Jamie – Interview 12
Jamie has a heart condition called hypoplastic left heart syndrome. He was diagnosed when he was six days old and underwent pioneering and life saving surgery. He gets breathless very easily and is not allowed to play any contact sports. Jamie absolutely loves football so at home he plays it in the garden with his sister and a neighbour.

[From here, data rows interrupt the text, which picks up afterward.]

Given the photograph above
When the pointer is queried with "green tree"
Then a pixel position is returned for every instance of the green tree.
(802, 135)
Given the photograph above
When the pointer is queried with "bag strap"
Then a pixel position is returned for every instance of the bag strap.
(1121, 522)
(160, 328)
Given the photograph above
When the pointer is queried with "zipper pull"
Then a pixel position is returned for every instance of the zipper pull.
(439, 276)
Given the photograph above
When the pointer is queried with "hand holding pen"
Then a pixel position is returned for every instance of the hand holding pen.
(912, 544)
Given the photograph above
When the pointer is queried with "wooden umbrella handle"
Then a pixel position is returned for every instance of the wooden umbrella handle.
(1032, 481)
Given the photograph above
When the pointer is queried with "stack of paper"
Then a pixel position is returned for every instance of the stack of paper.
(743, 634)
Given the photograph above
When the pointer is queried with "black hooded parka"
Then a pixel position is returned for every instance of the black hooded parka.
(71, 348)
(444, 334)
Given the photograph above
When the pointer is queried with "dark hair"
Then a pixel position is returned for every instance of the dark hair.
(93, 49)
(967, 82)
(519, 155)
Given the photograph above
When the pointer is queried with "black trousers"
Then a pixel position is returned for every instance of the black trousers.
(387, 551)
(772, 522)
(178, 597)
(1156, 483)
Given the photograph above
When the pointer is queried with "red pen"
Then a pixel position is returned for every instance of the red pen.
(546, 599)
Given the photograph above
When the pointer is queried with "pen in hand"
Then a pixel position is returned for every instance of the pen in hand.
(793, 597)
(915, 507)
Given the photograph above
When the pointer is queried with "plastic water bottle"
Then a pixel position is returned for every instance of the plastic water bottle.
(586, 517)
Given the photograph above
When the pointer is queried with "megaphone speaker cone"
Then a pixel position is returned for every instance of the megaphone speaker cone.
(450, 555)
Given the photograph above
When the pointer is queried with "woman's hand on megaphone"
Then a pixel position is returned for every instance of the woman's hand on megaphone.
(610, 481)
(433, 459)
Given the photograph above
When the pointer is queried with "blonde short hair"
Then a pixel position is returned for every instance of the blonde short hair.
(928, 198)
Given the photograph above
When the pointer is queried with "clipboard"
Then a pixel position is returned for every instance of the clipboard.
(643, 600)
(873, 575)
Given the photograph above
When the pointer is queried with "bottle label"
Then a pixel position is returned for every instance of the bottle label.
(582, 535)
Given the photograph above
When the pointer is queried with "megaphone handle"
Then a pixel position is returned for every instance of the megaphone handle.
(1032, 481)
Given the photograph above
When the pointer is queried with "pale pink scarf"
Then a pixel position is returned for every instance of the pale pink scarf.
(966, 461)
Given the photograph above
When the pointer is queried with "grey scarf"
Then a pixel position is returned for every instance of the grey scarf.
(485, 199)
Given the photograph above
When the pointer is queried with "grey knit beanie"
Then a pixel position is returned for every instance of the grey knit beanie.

Jamie was six days old when he underwent pioneering life saving surgery. The medical condition that Jamie lives with is called ‘hypoplastic left heart syndrome’. He was born with a normal right side of heart but the left side was underdeveloped. Surgery converted his heart into a single chamber (ventricle) system. This is only a temporary fix and he will need a heart transplant in the future. He gets breathless very easily.
As part of his treatment Jamie takes warfarin (which thins his blood) and digoxin (which helps the way his heart beats) twice a day; morning and night. He does, on occasions, need reminding but he manages his medication by himself.
He sees his cardiologist once a year. He likes his doctor because he asks about his life in general and plans for the future. But sometimes when his consultant talks to him about his condition Jamie does not always understand the meaning of some terms the doctor uses like ‘mild abrasions.
Jamie is not allowed to do any contact sports, but he can do swimming, cycling and he plays golf on Sundays. He sees no point in attending PE lessons because he cannot participate in team sports. He absolutely loves football and feels it is unfair not being able to play it at school. In fact the thing that he finds the hardest about living with his heart condition is that he is unable to do sports like football, hockey and netball.
Jamie does not like to talk about his heart problem. He says that he feels embarrassed about it and sometimes it upsets him. At school everyone knows and no one has been unkind to him. When something is bothering him he usually talks to his parents or to his favourite school teacher.